[Web-SIG] HTML parsers and DOM; WWW::Mechanize work-alike [was: Re: Python version...]

Sun Nov 30 17:18:56 EST 2003

John J Lee spoo'd forth:
> On Sun, 30 Nov 2003, Stuart Langridge wrote:
>> > Is this aimed at the standard library?  xml.dom.ext.reader.HtmlLib?
>> Um. What I was looking for was something that could parse HTML
>> (including invalid HTML) and give me a DOM tree. I tried Twisted's
> 
> Fine, but what we're talking about here is what should go into Python's
> standard library.

True enough. I fear, though, that without *something* that can cope
with invalid HTML, a WWW::Mechanize-style thing is going to be pretty
darn hard...

> [...]
>> I think
>> that a DOM parser for HTML is pretty important, even if that parser
>> *actually* just does "convert broken HTML to valid XHTML and then feed
>> it to minidom" or something similar. Are there any others?
> 
> There are lots of XML DOM implementations for Python (only one HTML DOM
> implementation, though: 4DOM -- and that's out of date), including the one
> that's already in the standard library.  Parsing arbitrary HTML is hard,
> though (xml.dom.ext.reader.HtmlLib doesn't even manage to generate an HTML
> DOM from arbitrary *correct* HTML, and correct HTML is not often seen in
> the wild ;-).  tidylib is the only sane way I know of.  See below.

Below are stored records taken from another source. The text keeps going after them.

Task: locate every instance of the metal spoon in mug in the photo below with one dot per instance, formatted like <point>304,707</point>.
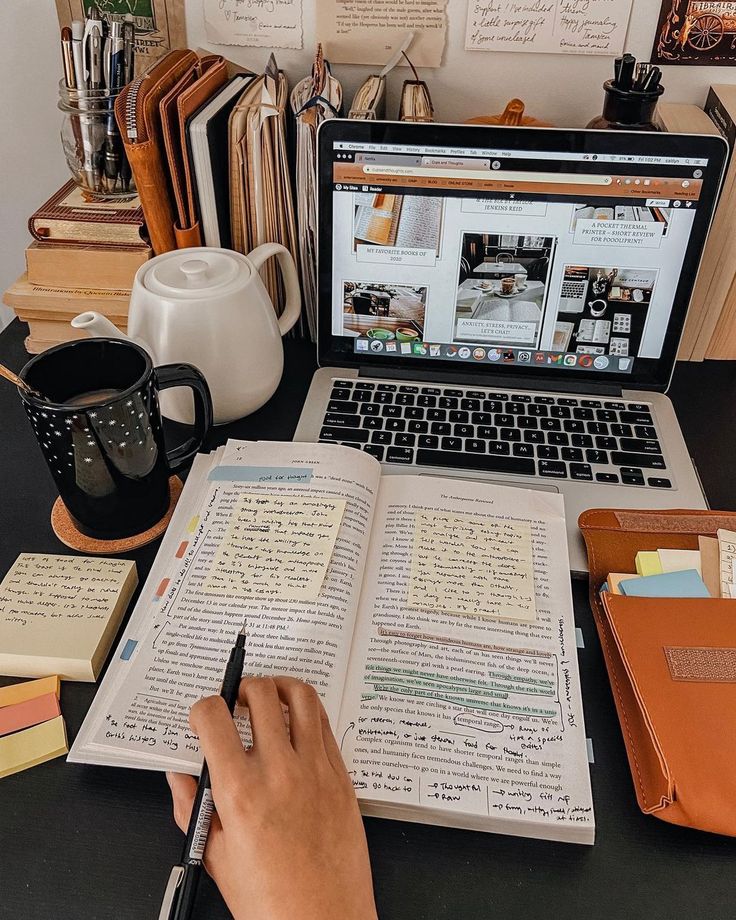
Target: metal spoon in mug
<point>19,382</point>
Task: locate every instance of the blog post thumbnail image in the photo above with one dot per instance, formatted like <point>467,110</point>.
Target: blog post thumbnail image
<point>502,288</point>
<point>603,310</point>
<point>385,312</point>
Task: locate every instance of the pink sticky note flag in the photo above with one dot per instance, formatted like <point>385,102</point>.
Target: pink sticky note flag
<point>28,713</point>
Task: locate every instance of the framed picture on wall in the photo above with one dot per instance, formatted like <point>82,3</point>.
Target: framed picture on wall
<point>696,32</point>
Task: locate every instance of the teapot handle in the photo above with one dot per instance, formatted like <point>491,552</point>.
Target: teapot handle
<point>291,281</point>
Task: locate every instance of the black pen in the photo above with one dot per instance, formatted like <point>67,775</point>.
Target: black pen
<point>181,890</point>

*nod* Your notes on tidylib are useful -- I didn't know about it. That
said, though, without it in the stdlib, it's no better than HtmlLib
(well, it's maintained, true, but it's still not available to the
stdlib).

>> > Why isn't it a subclass of urllib.OpenerDirector (or, better, from
> [...]
>> Because I didn't know about it. This is because "urllib.urlopen" is
>> hardwired into my fingers, and then I just overrode it with
>> ClientCookie when I needed cookie handling. I'm entirely happy to have
>> it work totally differently; this was really a proof-of-concept to get
>> the ball rolling rather than a submission for direct inclusion.
> 
> Sure (you don't mean proof-of-concept, but I know what you mean). 

Very true, yes, and thanks :)

> Should tidylib be in the standard library?  On one hand, I lean towards
> "no", because HTML is (in theory) on the way out.  OTOH, if it's going to
> take another thirty years for HTML to completely go away, that may be a
> silly attitude to take!  Opinions?  If it were to be in the std. lib., I
> guess somebody would need to write a non-ctypes wrapper.

I really think that HTML is not going away any time soon. Moreover,
there are still issues with XHTML (like which content-type to serve it
as). It's certainly reasonable to make tools only *produce* newer
variants, but you have to be able to consume all kinds of invalid
rubbish or you'll never be able to look at the web at all :)

> [...]
>> > No .forward() / .backward() methods?
>>
>> Didn't think of them until after I sent the message out. They'd be
>> pretty trivial to implement, though, although I don't know what you'd
>> do about the "This page contains POSTDATA" issue that browsers get.
> [...]
> 
> You're allowed to do whatever you like, really (RFC 2616 section 13.13).

Either re-posting or not doing so are both iffy, though, hence the
choice. Admittedly, you could have backward() and forward() take a
repostData parameter, but you'd have to know beforehand whether you'd
want to do it, since use isn't interactive. Hm.

sil

-- 
Medio tutissimus ibis.
(You will travel safest in a middle course)
	   -- family motto